Notice the grand, pale peach stucco facade on your left featuring neat rows of wrought-iron balconies and a bright blue vertical banner hanging near the corner. We are standing outside the L'Iber Lead Soldier Museum, just a quick walk from the Portal of the Valldigna we saw a moment ago.
This elegant building is the Palace of the Marquis of Malferit, originally a Gothic manor house from the turn of the fifteenth century. But inside is something entirely unexpected. It houses the largest and most complete museum of historical miniature figures in the entire world.

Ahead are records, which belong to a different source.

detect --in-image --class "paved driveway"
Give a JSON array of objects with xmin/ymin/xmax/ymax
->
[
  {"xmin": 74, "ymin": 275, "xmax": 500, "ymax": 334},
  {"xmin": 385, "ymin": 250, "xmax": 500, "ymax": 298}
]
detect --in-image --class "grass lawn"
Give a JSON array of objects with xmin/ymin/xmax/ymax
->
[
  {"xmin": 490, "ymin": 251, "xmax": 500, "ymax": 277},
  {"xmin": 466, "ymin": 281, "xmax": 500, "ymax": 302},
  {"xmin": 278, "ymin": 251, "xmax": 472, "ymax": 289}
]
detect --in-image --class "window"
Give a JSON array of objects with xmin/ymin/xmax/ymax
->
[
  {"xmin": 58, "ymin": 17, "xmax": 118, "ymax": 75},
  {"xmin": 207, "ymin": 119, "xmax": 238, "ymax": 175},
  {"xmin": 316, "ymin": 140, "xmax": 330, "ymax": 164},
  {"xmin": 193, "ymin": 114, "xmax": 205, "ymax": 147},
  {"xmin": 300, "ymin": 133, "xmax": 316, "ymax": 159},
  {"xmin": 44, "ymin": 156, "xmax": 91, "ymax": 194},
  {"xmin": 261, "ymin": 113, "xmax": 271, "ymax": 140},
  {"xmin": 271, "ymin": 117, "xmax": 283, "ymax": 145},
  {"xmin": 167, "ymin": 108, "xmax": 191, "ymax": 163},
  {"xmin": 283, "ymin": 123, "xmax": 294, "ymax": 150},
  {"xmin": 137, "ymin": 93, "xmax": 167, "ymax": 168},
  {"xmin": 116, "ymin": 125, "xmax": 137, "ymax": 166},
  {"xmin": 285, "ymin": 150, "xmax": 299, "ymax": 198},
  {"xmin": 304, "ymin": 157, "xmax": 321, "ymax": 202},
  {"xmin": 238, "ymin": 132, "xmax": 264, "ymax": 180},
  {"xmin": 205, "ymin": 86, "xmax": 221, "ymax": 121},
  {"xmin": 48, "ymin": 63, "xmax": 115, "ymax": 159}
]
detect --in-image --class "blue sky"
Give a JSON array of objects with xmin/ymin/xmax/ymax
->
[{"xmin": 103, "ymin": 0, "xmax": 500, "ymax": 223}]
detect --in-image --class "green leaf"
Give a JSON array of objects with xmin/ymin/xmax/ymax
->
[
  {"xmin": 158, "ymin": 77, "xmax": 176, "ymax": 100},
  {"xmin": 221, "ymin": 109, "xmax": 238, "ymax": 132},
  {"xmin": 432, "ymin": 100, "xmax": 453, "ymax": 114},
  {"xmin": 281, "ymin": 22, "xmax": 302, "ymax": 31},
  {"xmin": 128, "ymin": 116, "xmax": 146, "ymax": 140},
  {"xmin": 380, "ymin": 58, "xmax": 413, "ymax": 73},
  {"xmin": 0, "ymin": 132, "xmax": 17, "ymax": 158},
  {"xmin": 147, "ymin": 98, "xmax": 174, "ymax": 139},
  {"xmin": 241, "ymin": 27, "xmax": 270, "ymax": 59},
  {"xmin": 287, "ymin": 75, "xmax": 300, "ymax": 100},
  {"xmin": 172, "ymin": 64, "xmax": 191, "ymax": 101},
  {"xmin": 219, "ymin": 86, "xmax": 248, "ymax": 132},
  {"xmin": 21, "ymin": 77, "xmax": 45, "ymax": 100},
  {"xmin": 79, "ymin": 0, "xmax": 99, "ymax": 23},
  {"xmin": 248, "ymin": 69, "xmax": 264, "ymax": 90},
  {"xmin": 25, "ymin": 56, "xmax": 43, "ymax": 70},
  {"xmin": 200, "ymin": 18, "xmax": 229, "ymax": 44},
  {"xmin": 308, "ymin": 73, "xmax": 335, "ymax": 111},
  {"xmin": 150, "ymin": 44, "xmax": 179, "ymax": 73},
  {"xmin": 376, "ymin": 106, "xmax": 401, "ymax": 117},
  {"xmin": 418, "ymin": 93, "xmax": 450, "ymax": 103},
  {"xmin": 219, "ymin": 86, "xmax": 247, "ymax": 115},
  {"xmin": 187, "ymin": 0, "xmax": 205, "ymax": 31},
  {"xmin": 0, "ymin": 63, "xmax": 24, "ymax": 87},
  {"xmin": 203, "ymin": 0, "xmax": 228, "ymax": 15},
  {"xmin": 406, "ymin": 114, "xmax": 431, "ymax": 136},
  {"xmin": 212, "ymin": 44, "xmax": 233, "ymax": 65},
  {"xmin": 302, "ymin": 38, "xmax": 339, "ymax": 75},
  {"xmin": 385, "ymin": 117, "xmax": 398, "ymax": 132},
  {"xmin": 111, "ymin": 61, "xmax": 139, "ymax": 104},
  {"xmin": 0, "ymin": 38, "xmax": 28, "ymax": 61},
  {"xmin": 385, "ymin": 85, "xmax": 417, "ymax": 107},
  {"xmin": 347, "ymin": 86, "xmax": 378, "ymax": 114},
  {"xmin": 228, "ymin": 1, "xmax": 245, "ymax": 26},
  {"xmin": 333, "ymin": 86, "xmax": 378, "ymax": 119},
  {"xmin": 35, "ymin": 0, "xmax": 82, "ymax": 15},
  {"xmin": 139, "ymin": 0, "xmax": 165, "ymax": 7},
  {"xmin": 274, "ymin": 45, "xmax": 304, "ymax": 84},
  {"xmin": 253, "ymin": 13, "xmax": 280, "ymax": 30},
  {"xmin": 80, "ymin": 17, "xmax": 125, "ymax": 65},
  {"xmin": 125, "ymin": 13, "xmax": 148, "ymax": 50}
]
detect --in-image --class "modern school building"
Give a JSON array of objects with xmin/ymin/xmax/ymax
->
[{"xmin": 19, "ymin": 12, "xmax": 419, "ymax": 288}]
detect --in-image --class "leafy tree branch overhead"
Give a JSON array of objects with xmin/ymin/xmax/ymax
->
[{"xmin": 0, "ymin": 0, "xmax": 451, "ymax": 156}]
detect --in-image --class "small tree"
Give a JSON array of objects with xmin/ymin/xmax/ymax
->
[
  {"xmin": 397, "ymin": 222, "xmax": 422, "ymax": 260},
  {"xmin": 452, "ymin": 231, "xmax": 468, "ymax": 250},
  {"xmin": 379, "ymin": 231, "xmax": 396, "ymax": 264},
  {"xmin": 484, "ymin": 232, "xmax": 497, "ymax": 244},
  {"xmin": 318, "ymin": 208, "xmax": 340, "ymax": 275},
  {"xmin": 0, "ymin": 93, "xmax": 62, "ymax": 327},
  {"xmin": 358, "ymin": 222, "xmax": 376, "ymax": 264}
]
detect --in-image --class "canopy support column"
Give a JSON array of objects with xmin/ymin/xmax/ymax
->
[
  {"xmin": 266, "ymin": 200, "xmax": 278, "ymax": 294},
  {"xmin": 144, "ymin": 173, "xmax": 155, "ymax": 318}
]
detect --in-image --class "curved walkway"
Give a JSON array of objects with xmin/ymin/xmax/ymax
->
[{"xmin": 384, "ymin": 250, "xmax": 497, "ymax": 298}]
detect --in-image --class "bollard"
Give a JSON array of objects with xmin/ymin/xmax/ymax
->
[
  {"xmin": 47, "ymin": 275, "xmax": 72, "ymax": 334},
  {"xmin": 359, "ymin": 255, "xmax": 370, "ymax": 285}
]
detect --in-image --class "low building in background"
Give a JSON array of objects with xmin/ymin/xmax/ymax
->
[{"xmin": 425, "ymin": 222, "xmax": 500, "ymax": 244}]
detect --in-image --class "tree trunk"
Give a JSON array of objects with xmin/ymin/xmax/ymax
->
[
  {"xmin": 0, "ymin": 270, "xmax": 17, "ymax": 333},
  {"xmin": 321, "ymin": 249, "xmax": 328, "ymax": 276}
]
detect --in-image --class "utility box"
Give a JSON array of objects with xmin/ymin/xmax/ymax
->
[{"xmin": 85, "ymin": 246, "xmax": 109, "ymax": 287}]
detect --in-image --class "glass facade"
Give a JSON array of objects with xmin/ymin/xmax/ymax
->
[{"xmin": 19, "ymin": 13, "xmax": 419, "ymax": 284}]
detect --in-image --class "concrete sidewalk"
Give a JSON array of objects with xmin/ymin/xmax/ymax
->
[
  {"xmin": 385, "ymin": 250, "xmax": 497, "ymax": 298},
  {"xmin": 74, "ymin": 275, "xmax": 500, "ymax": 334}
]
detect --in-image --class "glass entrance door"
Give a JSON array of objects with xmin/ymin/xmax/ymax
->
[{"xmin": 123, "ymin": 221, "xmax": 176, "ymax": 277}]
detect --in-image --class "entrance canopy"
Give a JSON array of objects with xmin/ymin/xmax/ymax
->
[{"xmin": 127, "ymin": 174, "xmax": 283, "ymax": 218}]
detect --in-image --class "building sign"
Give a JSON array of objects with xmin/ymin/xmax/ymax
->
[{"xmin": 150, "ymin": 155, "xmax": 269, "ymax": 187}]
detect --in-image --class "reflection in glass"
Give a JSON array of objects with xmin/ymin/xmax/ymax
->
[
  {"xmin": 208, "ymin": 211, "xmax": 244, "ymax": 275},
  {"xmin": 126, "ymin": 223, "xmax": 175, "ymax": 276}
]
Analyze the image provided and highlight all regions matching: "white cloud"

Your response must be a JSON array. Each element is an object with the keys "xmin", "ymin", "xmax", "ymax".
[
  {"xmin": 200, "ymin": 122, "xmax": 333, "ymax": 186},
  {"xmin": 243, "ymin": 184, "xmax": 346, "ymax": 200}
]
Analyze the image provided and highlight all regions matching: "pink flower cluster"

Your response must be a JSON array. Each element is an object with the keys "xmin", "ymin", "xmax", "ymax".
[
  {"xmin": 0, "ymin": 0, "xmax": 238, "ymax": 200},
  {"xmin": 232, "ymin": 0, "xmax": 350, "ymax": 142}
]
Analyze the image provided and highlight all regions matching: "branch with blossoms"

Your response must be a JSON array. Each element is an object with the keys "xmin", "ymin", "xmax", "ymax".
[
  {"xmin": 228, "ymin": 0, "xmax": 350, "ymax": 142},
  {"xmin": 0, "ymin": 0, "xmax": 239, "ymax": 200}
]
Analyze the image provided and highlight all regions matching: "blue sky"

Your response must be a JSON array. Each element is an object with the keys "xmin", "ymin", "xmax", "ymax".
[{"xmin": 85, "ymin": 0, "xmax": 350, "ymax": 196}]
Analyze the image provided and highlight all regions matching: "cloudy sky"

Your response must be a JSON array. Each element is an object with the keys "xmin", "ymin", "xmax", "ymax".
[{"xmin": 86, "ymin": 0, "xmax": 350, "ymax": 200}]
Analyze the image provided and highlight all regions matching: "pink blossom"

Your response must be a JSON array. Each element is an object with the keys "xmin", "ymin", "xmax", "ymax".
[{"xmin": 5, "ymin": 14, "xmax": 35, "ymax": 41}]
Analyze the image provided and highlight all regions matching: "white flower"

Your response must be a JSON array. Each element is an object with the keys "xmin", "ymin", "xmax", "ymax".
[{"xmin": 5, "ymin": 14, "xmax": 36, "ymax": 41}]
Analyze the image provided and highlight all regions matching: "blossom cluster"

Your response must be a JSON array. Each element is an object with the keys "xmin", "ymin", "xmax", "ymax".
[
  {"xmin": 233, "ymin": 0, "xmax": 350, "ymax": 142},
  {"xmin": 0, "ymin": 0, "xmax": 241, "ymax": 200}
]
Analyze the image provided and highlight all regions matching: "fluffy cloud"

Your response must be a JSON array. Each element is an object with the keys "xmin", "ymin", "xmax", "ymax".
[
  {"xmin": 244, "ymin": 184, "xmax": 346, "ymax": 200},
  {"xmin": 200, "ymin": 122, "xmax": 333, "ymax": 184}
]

This staggering collection is the result of one man's lifelong obsession. Álvaro Noguera Giménez was a Valencian businessman who spent decades building this collection, fulfilling a childhood dream. He amassed over a million miniature figures. He passed away in 2006, just a year before the museum finally opened, but his son, a historian and archaeologist, took the reins to share this incredible tiny world with the public.
Today, there are over ninety-five thousand figures on display across sixteen massive rooms. The museum is actually a heartfelt tribute to the Valencian toy industry, which relied heavily on lead soldier manufacturing from the nineteen sixties through the nineteen eighties. But if you think this is just endless rows of generic green army men, you are in for quite a surprise.
The level of detail in here borders on madness. Take the Battle of Almansa exhibit. This diorama, which is a three-dimensional miniature model, features over ten thousand individual figures recreating a decisive battle of the Spanish War of Succession. The creators were so dedicated to historical accuracy that they even painted tiny, individual leaves onto the three-cornered hats of the specific soldiers who historically wore them for camouflage.
Then there is the Napoleonic room. It contains incredibly rare pieces by a maker named Lucotte. These were the very first fully rounded, three-dimensional lead soldiers ever made, and the museum has pieces from the exact same series that Napoleon Bonaparte himself gave to his own son.
The museum goes far beyond military history, too. The very first room you enter celebrates Tirant lo Blanch, a famous Valencian chivalric novel published in 1490, showing knights in a grand tournament. There is a Prehistory room featuring a mammoth hunt, a display recreating the assassination of Julius Caesar, and even a room dedicated to everyday life and pop culture. That one features figures of Charlie Chaplin, Marvel superheroes, and high fashion icons like Balenciaga.
If you want to explore these tiny worlds yourself, the museum is closed on Mondays but generally open mid-days and late afternoons the rest of the week.
Feel free to admire the miniature history here before we head to the next stop, the Palace of the Merchants.